魔法もぜひ見てみたいがそれよりも必要なものがあることに気が付いた。
「えっと……魔法は今は別にいいから一つだけいいかな?」
「なっ……なんですか?」
「なにか服……最悪布でもいいから持ってないかな?」
「あー局部を隠せるって素敵!」
時間にして一時間くらい全裸だっただけなのに、局部を隠せているという事実が俺に多大な安心感を与えてくれる。
服は人類の生み出した文化の極みだな!まったくもって素晴らしい!
「あの……助けていただいてありがとうございました!あまりに非現実的なことが起こったせいでお礼を言うの遅れてしまってごめんなさい!」
ようやく落ち着いたのか、少女が俺にお礼を言ってくれた。
俺からすれば、布とはいえ局部を隠すアイテムを授けてくれたこの少女にこそ、お礼を言いたい気分だった。

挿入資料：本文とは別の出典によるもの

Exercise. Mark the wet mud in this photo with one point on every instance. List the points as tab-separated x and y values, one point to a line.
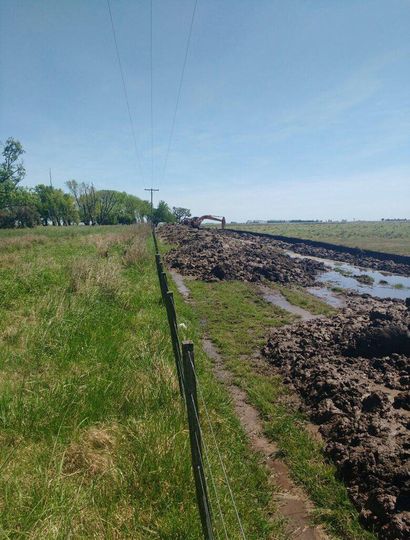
351	370
213	255
353	373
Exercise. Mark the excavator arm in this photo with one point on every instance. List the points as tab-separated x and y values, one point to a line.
196	222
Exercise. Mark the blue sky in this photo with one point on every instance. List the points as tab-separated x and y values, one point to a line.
289	109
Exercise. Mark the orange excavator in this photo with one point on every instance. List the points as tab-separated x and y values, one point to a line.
195	222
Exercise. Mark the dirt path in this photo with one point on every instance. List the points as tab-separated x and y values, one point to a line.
277	299
292	502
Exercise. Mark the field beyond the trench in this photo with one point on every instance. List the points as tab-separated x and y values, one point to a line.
388	236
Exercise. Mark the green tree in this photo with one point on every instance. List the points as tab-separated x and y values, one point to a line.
55	206
12	170
85	196
180	213
163	214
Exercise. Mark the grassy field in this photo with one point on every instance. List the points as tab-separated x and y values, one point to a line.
238	321
93	437
392	237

「私はエナ=アーディスと言います。この森を抜けた先にある村に手紙を届ける依頼を受けてたんですけど……森の中でさっきのキラーウルフに襲われてしまって……」
そこに俺が駆け付けたわけか……全裸で。
「俺は葉山宗一。よろしくな?」
「ハヤマシューイチ…さんですか?変わった名前ですね?」
「えっとそうだな……気軽に宗一とでも呼んでくれればいいよ」
「じゃあ……シューイチさん、重ね重ねありがとうございました!」
俺的には何が何だかわからないうちに事態が収束してしまったせいで、全然助けてあげたなんて感覚が湧いてこないからか、お礼を言われると逆に恐縮するんだよなぁ。

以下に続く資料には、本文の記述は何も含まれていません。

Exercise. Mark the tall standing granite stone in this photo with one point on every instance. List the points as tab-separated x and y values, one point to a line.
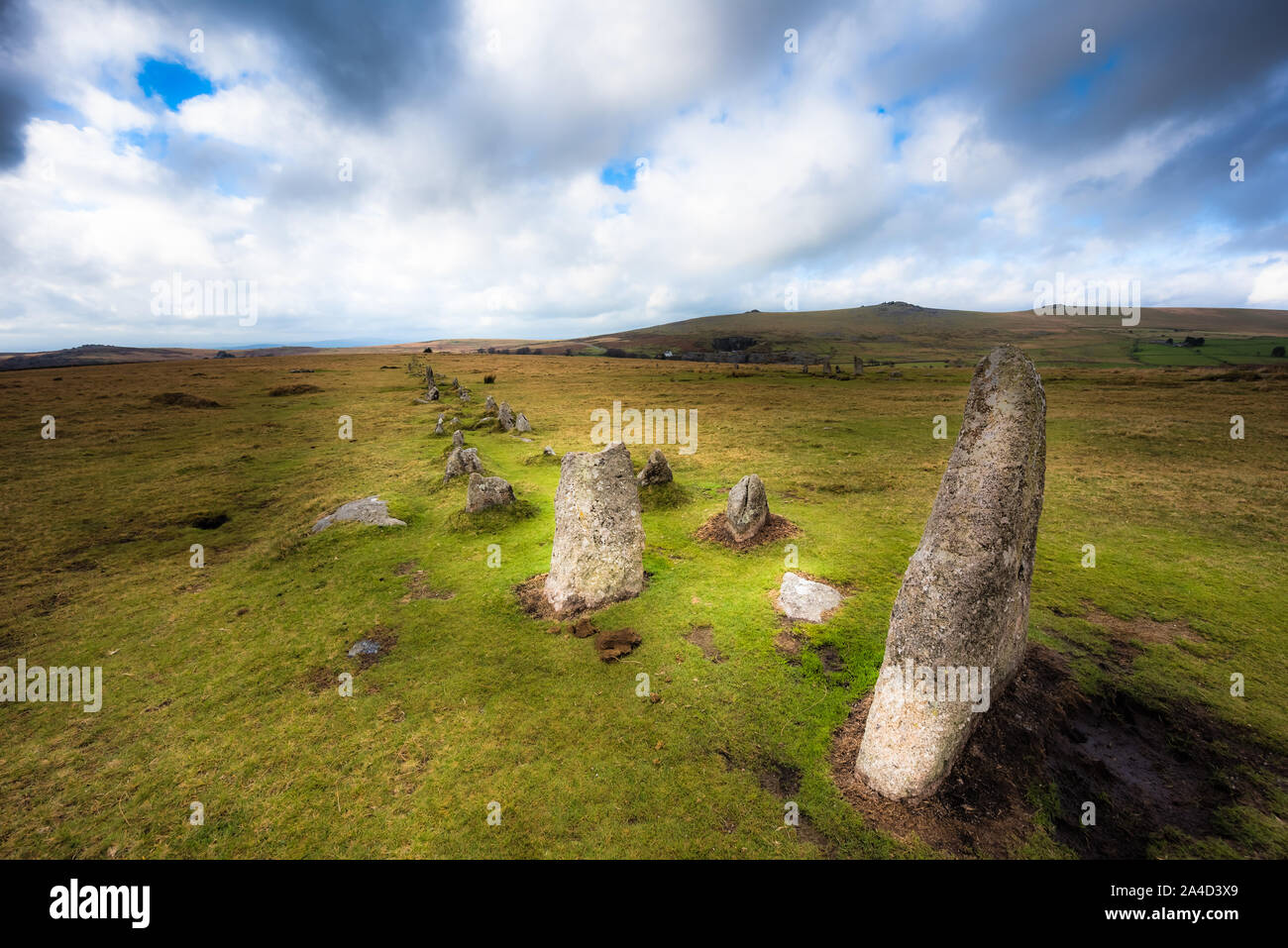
597	553
747	509
965	597
505	416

どうしたもんかと思いつつ、ついついエナを観察してしまう。
俺をこの世界に転生させてくれた、あの自称見習い神様のシエルを思わせるようなブロンドのロングヘアーで、これまた顔立ちも整っていて美少女と呼んでも差し支えない女の子だ。
服装は露出を控えめにした……ゲームでいうところの僧侶のような恰好をしている。
こんな状況でなければこれほどの美少女に出会えたことに……ってさっきも思ったなこれ。

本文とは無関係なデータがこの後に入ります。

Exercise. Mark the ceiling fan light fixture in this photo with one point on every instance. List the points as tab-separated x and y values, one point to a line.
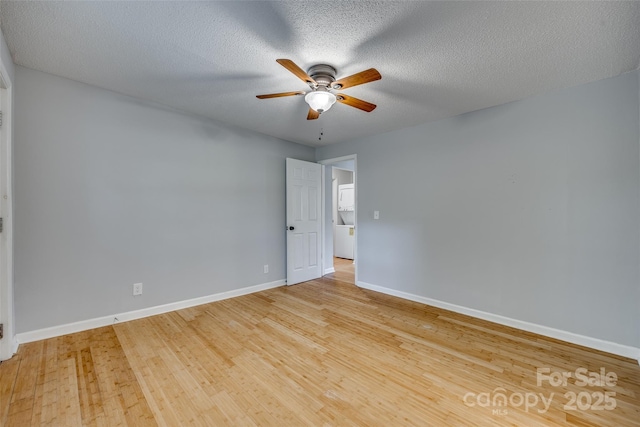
320	99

「助けてもらっておいてこんなことを聞くのもどうかと思ったんですけど……こんな森の中で何をしてたんですか?それもその……全裸で」
当然の疑問だよなそれ。俺が逆の立場でも同じ質問するだろうし。
どうしようか……異世界から転生してきましたって言ってもいいのかな?実はこの森の原住民だ!という言い訳も思いついたけど、ちょっと無理がある気もするし。
ていうかそもそも全裸だったのがいけない。全裸でなければもう少しましな言い訳だってできただろうに。
「大丈夫ですか?もしかしてやっぱりキラーウルフに噛まれた箇所が痛むんですか?」
俺が急に黙ってしまったので、エナが心配そうに聞いてくる。
どうする……いっそ何も言わずにダッシュで逃げてしまおうか?でもそれも失礼だよな……うーん。